L'infirmière Magazine n° 272 du 01/02/2011

 

FIN DE VIE

ACTUALITÉ

Relativement bien implantés à l’hôpital, les soins palliatifs doivent maintenant se développer en extra-hospitalier. Les infirmières ont plus que jamais un rôle de premier plan à jouer.

À lire le rapport d’étape,à mi-parcours(1), du Programme national de développement des soins palliatifs 2008-2012, les infirmières apparaissent comme un élément essentiel des futures orientations du programme, puisqu’elles sont expressément citées dans chacun des trois axes qui le structurent : 1) Poursuivre le développement de l’offre hospitalière et favoriser l’essor des dispositifs extra­hospitaliers ; 2) Élaborer une politique de formation et de recherche ; 3) Renforcer l’accompagnement offert aux proches.

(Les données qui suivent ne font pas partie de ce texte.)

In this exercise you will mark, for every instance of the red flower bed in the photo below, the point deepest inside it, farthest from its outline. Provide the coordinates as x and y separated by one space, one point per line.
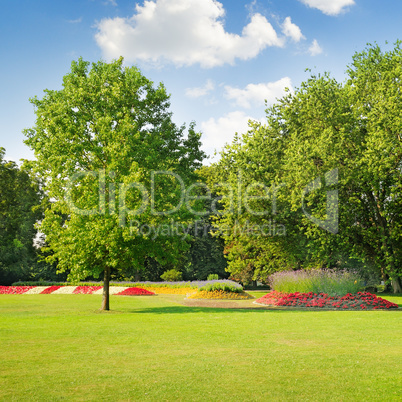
135 292
86 290
49 290
14 290
359 301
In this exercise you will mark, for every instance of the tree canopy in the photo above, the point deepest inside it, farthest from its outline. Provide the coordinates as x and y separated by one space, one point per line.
114 165
328 164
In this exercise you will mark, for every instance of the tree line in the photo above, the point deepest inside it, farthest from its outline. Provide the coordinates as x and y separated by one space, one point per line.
317 185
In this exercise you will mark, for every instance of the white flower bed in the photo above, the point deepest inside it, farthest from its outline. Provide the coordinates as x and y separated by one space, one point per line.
36 290
64 290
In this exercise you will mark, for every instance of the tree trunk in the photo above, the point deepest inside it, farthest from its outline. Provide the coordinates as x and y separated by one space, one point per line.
105 298
137 276
396 285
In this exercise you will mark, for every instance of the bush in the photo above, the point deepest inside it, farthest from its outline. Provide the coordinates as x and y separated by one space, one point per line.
172 276
333 283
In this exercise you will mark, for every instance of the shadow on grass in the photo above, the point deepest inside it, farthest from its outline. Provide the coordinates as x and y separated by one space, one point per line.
273 310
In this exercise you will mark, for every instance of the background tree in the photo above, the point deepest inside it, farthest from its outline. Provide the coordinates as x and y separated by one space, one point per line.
97 142
351 130
20 199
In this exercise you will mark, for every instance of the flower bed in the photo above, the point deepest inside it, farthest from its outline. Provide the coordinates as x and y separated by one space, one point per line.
14 290
135 292
359 301
49 290
87 290
220 294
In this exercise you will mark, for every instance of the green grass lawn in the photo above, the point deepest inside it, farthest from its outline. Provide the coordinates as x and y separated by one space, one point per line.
60 347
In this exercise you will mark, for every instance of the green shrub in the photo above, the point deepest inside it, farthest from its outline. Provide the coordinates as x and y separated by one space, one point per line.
334 283
172 276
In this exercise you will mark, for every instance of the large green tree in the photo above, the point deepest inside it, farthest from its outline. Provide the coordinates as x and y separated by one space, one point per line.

Le rapport met l’accent sur la formation tous azimuts des infirmières aux soins palliatifs, que cette formation soit destinée à étoffer leur propre pratique ou bien à être transmise à des tiers (autres professionnels de santé, aidants ou bénévoles). La mesure numéro un du programme, visant à développer les soins palliatifs au sein des structures hospitalières de court séjour, a connu des progrès notables (voir encadré). Pour autant, la « culture palliative » demande désormais à être davantage impulsée dans les unités de soins de longue durée (USLD), préconise le comité, qui recommande d’intensifier dans les six prochains mois « la formation des personnels soignants et des praticiens intervenant dans les USLD, les établissements pour personnes handicapées et les ex-hôpitaux locaux ».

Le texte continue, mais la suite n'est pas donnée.